Another primary town I visit is Tombstone, “The Town Too Tough to Die.”  It is 30 miles south of Benson and it thrives on the legend, books and movie about Wyatt Earp.  You drive south of the OK Corral over the Mule Shoe Mountains through a quarter mile highway tunnel to see Bisbee and the long shutdown Phelps-Dodge Lavender Pit copper mine.  There is a mine tour you can take but I’d rather walk through all the shops that wind up a deep canyon in the fashion of Eureka Springs without trees.
Low and behold this whiskered cowboy with his bowed legs and salt and pepper beard was collecting parking fees from all day parkers in the city lot and I struck a conversation.  I told him I missed the old man who wrote one book and sold it in his one book bookstore.
He laughed and told me he had “one” book too. I told him I wanted to see it after I surveyed the shops.  He said he grew up outside Carrizozo, N.M.  I told him I had driven through there two days earlier and knew a little about the remote town.
Alberto Lucero’s people came to that region over 300 years ago.  They were miners, farmers, cowboys, ranchers and not the least survivors.  He grew up in a family without a car who during the WW II, lived in a small adobe house, with coal oil lights and water drawn from a well.  He and his brother rode many miles on their horses to simply watch cars go by on the highway.  Then they would get into a fist-fight over whether it was a Cadillac or a Studebaker.  They had plenty of time.  Not many cars came by.

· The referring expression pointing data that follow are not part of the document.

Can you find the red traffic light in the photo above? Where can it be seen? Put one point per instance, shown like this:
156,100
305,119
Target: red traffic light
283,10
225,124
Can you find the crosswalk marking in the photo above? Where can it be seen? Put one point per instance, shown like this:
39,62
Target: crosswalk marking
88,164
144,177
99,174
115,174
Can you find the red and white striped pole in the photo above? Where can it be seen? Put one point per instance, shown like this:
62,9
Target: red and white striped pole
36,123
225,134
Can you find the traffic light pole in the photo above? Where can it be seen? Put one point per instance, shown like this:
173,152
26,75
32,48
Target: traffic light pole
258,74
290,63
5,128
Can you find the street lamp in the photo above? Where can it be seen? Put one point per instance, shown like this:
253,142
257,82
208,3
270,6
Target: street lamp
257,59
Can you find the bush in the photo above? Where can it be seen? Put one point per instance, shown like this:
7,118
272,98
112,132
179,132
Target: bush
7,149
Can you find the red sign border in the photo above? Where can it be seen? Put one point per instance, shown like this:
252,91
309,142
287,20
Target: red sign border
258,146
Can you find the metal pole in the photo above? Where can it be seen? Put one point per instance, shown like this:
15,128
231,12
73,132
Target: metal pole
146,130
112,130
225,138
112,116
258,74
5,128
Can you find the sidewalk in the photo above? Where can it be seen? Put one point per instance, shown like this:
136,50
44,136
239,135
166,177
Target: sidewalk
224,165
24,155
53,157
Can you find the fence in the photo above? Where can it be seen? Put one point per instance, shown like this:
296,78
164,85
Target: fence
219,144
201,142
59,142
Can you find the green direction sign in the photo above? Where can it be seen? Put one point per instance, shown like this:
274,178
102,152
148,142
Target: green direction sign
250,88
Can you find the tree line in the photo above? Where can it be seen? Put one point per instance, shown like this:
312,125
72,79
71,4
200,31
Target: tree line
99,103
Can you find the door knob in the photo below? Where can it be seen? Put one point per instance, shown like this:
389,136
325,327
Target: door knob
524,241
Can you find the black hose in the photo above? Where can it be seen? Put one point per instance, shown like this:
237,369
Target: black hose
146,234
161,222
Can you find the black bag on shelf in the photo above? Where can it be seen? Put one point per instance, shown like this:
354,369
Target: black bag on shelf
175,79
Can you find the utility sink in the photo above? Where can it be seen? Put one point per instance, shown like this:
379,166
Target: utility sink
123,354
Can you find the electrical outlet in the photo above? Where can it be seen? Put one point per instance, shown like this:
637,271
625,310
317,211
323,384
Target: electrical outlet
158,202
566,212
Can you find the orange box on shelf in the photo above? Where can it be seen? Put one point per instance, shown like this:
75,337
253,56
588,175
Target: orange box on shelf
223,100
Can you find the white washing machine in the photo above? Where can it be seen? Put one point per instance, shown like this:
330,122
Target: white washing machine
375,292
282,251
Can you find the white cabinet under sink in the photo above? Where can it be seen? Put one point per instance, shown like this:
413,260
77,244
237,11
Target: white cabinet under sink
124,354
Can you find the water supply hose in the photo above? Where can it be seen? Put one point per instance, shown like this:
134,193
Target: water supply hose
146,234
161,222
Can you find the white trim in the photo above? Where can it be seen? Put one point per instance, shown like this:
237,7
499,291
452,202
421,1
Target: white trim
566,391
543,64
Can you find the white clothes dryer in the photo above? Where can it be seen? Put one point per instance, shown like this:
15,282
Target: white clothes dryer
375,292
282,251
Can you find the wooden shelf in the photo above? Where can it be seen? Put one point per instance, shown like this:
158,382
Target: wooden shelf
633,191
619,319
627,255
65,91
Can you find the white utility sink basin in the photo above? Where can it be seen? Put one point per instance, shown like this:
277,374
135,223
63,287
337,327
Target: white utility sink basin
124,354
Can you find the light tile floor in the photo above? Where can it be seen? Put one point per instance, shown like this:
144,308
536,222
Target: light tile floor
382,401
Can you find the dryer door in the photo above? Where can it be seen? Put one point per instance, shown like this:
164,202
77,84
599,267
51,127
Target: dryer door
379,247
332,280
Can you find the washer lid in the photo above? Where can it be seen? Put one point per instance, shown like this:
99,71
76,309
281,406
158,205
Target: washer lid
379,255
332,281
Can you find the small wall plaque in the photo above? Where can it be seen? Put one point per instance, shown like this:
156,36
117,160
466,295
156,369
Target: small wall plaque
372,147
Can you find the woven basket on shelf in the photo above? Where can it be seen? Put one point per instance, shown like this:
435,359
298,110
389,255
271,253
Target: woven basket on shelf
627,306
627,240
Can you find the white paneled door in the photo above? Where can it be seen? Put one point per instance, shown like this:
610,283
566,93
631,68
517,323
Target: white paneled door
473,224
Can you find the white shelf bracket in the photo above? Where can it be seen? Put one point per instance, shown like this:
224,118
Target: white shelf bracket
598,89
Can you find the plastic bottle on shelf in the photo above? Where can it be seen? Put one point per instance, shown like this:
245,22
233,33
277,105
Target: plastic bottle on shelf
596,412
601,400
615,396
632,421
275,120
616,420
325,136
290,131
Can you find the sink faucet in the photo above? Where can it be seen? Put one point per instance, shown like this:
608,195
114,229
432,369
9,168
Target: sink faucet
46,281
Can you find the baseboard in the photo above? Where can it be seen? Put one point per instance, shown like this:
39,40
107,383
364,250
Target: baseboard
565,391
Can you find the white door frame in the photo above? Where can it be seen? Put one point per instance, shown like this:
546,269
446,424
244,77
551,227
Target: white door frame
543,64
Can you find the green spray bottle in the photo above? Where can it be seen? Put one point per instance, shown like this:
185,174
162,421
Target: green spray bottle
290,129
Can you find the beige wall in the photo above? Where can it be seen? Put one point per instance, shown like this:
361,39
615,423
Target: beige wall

He can tell you many warm stories about his youth herding sheep, cutting fire wood and riding bulls.  Forced to leave the remote village at 14 when his father died to become a wood cutter to support his family, he writes about how he learned about the good and bad men on the road.  His book tells the life and the legends of the Mexican people in that region from the coyote to their own “Faulk Monster.”
Inside the covers are also lessons he learned in life.  He told these stories and some talented friends helped him make it come out of the print, so you savor every word like he is talking in your ear.  His translation of all Mexican terms is thoughtful and well done for the gringo like me.  If you want a copy of  “Lucero’s New Mexico” let me know and I'd be happy to put you in touch with him.
After some book swapping I left Lucero reading my Spur Winning novel  "The Horse Creek Incident” in the warm March sun.  Once in a while you bump into a person you click with like you knew each other on a roundup, at a rodeo, or working cattle some time in the past and hope it isn’t too long until you see each other again.